In 2004, the Gill Corporation landed a key account. The manufacturer, based in El Monte, Calif., began supplying honeycomb, high-performance floor panels for the Airbus A380. Launched a decade ago, the double-deck A380 is the world’s largest aircraft, seating up to 853 passengers depending upon the configuration. The Gill Corporation earned business with the French aircraft manufacturer in part because it operates European facilities.

“Through our facility in Belfast, we were able to get some work on the Airbus A380, which we might not have been able to do as an American company,” says Stephen Gill, CEO and chairman of The Gill Corporation, which specializes in composite products for the commercial aircraft and aerospace industries. “In this market, there’s a reason to be in Europe: You get consideration you wouldn’t get in the U.S. The Airbus was not established and financially supported by Europeans to support Americans.”

Composites companies are increasingly building or acquiring international plants, but often not for the reasons that give off-shoring a bad rap – cheap labor and lower operating costs. For many, it’s a strategic way to penetrate new markets, increase sales or gain business with global OEMs.

The Gill Corporation purchased Insoleq, a company in Belfast, Ireland, in the early 1990s. At the time, Insoleq was a customer and agent for Gill products. “It gave us a shot in the international market,” says Gill. “It was a stepping stone and a learning experience.” The company acquired Alcore Brigantine in Anglet, France, in 2001.

“We’d all be naïve to think the world isn’t getting smaller and smaller,” says Steve Rooney, president and COO of Continental Structural Plastics (CSP), a leader in composite materials formulation, advanced product design and manufacturing technologies. CSP operates four international plants – two in Mexico, one in France and the newest, set to open in October, in China.

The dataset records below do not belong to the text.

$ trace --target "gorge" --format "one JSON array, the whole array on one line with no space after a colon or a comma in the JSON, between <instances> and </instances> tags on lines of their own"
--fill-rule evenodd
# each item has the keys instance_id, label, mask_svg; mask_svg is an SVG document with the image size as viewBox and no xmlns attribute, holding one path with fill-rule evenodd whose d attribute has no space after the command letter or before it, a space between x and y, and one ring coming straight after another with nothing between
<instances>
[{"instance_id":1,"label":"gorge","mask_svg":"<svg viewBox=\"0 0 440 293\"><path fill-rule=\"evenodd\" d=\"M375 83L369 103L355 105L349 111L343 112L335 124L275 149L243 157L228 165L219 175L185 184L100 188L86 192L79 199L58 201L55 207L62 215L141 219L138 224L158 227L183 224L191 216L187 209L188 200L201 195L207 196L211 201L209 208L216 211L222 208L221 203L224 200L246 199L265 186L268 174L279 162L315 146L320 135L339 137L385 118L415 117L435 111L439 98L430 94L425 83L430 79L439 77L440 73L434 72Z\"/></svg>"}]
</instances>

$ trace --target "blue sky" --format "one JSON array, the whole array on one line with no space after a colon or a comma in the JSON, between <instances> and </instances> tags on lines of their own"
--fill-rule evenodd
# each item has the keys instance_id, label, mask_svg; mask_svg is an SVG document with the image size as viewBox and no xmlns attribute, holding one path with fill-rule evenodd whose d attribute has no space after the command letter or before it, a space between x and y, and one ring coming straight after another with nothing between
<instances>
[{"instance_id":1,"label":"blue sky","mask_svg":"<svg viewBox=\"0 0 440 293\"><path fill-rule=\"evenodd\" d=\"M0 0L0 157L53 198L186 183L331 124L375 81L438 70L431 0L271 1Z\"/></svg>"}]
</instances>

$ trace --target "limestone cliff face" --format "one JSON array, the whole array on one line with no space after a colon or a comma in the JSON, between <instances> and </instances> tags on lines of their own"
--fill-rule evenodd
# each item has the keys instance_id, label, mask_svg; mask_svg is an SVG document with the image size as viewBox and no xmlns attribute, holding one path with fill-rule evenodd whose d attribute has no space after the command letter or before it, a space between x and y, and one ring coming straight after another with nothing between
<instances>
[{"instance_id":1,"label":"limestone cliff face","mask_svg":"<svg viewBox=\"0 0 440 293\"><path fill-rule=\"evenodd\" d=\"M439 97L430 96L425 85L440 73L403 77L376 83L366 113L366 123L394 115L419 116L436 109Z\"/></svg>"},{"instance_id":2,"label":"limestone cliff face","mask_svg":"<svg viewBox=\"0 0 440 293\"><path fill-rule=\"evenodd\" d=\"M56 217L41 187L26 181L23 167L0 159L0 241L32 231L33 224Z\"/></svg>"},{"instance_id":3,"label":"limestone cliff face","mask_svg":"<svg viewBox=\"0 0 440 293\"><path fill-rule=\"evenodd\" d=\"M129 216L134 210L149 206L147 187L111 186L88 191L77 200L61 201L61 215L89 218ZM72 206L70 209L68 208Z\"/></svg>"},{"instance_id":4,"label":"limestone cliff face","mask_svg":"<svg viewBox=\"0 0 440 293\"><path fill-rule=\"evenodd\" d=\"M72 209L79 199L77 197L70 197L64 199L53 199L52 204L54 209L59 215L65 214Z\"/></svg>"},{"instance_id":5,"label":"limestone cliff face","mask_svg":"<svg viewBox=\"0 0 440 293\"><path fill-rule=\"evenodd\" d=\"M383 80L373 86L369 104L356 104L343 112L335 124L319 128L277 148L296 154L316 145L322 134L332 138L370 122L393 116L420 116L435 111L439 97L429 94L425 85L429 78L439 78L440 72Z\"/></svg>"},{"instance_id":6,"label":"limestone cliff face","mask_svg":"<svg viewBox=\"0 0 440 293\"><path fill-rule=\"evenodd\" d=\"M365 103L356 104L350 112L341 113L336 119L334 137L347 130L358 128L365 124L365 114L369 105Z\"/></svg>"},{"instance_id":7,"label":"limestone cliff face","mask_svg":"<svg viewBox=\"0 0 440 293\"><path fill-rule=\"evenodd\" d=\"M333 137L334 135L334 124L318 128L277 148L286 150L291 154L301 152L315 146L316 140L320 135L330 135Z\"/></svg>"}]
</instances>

“The North American market continues to expand into new lightweight materials and technologies,” says Rooney. “But other areas of the world, such as China, have an increasing need for composites, too. It makes sense for us to be there and take advantage of current market conditions.”

Taking Aim at OEMs

One of CSP’s primary areas of focus is transportation. It provides thermoset and thermoplastic components, including Class A body panels, structural parts, underbody parts and interior body panels. The company, headquartered in Auburn Hills, Mich., opened its first international plant in 2002 in Tijuana, Mexico, for one reason – to partner with Toyota. “It was all about location, location, location,” says Rooney. “We needed to be there to link up with a major OEM.”